One thing I desire the most in a woman is softness. Femininity is an essential element in attractiveness. Often on the old Roissy site the discussion would focus around the hardness of many modern women, as opposed to a more feminine ideal of past generations. I think this is generally true, although there were certainly hard women in the past, and there are certainly feminine women today. But I think the trend has generally been towards a more masculine image of womanhood in the past few decades. The extremely thin, almost boyish looking models found in most fashion magazines are reflective of this general trend.

One of my criticisms of porn and the subsequent hook up culture is that it has made the sexual world too harsh. The pleasures of seduction are lost in a world where sex has become an easy commodity. Not that is impossible to engage in seduction, it is still out there, but the easy hook up culture has lessened the importance of the old art of seduction. Seduction, as an art form, seems more attune to that pleasant softness of femininity, in that the man, the harder element, is somehow catering to the softness inherent in the female sex. He is the pursuer, she the pursued, but she in the end really holds all the power of whether or not he will end up in bed with her. Practicing such an art develops social and psychological skills that the quick hook up culture circumvents. Yes, in the hook up culture the immediate sex might be easier, and in a sense harder, tougher, more masculine; but the long term delicacies of talk, banter, skilled conversation, and the imaginary wonder of a drawn out erotic relationship, first in words and looks and thoughts and then finally consummated in true physical love making, is lost.

Now as much as I love easy sex and have certainly pursued that in my life, and as much as the thought of easy sex is a turn on, and it is, I still believe that eroticism, the deeper form of sexual expressions, are better served by the slower, more nuanced dance of seductive engagements. How many have known the thrill of knowing someone for weeks, months, perhaps even years, and wondering about that person, perhaps even enjoying a flirtatious and seductive verbal relationship with that person, but never actually falling into bed with them? And if it does come to that point of sex, after so much of a build up, the erotic and physical pleasures are usually quite intense.

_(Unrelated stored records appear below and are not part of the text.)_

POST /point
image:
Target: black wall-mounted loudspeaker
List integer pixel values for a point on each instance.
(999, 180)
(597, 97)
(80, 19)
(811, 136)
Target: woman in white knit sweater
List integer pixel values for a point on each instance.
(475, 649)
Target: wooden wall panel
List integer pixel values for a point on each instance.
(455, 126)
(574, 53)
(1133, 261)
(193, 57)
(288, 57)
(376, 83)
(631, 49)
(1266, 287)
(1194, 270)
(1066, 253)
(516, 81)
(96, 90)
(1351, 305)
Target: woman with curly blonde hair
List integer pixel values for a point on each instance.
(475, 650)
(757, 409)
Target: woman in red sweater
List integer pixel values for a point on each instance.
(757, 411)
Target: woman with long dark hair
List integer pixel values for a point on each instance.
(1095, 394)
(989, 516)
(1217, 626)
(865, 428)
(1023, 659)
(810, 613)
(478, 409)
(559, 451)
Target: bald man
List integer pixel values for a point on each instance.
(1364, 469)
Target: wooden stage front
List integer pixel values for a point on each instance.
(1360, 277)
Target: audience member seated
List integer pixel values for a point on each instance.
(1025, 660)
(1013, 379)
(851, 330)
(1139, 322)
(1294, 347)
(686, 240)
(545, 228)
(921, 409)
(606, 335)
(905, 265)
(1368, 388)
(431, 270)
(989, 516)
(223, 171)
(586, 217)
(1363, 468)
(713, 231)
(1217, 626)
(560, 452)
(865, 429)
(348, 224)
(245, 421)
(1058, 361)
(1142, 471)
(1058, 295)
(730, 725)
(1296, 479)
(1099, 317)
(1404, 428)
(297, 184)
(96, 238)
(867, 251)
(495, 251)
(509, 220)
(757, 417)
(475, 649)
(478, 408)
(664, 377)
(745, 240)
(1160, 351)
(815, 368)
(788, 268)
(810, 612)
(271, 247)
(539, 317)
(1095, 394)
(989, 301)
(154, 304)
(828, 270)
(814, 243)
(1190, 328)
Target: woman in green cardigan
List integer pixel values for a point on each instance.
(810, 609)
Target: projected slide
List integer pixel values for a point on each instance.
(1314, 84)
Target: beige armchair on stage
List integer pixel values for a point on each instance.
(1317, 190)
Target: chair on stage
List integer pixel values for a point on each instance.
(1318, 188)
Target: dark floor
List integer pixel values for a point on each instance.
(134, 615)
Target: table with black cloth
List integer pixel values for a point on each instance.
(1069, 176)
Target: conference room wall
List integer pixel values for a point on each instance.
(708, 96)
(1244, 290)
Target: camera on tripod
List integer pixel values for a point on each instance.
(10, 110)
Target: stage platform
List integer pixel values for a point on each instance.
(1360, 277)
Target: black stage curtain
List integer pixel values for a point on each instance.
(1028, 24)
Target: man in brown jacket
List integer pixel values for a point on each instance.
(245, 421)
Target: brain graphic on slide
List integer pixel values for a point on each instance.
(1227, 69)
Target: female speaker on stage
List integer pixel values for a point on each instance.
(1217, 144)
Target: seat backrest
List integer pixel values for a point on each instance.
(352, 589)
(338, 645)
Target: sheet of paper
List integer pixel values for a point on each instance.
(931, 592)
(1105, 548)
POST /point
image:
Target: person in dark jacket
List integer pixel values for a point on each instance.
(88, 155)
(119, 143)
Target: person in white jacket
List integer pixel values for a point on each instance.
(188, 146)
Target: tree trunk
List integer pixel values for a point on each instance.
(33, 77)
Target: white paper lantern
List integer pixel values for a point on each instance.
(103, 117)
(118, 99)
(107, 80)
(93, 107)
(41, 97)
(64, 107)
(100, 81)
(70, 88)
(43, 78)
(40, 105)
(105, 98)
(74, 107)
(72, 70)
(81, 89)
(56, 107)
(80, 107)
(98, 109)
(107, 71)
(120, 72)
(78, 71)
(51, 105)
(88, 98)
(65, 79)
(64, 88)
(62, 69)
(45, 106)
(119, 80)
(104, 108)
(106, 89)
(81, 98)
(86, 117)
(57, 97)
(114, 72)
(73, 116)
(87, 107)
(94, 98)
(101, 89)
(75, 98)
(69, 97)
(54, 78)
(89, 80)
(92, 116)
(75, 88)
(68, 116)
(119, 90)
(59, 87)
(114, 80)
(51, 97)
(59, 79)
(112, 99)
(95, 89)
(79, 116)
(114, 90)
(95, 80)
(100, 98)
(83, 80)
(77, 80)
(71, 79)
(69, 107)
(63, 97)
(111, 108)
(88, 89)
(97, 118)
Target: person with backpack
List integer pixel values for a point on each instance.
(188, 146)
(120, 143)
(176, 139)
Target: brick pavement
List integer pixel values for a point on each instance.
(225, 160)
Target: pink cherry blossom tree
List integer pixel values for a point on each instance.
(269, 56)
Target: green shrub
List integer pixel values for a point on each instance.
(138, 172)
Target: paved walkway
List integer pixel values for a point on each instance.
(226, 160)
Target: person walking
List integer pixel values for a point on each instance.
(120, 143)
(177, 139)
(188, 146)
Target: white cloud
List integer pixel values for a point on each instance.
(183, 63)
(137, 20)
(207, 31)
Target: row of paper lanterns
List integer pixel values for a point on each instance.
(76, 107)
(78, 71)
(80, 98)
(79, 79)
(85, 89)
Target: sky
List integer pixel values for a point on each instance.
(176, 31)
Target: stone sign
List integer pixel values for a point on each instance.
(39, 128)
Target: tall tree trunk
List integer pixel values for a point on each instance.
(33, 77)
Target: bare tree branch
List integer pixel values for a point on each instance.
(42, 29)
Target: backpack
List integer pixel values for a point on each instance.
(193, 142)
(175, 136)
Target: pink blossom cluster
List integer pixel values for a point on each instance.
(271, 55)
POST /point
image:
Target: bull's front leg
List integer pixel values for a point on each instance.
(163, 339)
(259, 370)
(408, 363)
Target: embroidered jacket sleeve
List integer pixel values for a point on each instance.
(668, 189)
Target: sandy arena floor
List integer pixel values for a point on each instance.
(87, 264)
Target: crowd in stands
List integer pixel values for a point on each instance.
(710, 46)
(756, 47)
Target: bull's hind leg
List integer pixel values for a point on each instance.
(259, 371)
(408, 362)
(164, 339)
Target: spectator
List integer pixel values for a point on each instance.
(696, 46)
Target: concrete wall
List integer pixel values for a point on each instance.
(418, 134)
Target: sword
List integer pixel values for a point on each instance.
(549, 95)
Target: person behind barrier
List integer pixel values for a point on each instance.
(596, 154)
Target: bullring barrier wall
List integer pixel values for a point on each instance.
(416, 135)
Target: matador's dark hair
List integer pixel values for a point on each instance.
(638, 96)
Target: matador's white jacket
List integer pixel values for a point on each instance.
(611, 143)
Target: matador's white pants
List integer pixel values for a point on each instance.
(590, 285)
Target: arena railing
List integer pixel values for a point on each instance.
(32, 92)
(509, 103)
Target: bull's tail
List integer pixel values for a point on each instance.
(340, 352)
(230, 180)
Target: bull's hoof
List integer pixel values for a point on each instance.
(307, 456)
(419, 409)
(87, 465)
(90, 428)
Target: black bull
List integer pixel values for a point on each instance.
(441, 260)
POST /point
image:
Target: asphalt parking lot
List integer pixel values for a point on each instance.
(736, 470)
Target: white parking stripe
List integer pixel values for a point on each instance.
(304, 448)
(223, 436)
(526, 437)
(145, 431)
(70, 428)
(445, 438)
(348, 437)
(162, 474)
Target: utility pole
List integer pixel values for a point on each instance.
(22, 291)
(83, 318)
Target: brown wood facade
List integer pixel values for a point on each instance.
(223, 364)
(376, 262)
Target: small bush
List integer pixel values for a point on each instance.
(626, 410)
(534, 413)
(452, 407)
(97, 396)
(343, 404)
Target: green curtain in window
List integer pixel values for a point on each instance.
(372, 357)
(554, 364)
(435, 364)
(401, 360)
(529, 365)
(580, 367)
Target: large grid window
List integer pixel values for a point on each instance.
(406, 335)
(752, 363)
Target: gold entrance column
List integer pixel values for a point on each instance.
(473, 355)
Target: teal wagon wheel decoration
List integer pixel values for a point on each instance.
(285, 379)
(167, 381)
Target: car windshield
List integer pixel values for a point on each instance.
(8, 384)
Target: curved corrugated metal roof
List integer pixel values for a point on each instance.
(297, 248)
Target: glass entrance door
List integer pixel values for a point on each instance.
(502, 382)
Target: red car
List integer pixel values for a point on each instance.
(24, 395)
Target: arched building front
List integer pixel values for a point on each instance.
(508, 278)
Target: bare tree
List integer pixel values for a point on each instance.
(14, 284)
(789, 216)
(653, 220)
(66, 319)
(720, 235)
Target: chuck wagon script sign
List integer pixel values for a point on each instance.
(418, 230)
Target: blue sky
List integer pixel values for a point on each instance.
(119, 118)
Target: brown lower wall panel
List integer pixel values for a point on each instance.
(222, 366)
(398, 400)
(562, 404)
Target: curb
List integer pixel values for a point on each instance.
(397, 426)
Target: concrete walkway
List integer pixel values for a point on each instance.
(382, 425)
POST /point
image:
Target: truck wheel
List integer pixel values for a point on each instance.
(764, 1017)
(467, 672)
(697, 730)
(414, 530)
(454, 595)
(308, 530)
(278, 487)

The most powerful storms are the ones that have been building for a bit of time before their chaotic explosions.

As in the image above, I enjoy a bit of softness in my erotica as well. I want good erotica to reflect at least what I find attractive in a woman, and part of that is a kind of feminine softness. In my superficial and cursory exploration of erotic images, I have found that many of the older images, such as the one above, tended to capture this side of womanhood in a better way than many more recent images, which tend towards a more masculine depiction of female sexuality. Even the models themselves seem less curvy, less soft and delicate than models of the past. In the image above, which was most likely taken in the Seventies, the lighting, her hair, the overall natural curviness of her form, the flowers in the foreground, convey a sweet softness that is attractive and alluring. I find there is something beautiful, even artistic about this photo. It seems, in the end, natural. I admit others may feel different though, since these are merely my own subjective observations. But whatever the case, for me, good erotic art captures the deeper elements of are human experiences, and one of those important elements is the softness inherent in most women, a softness which most men find extremely attractive.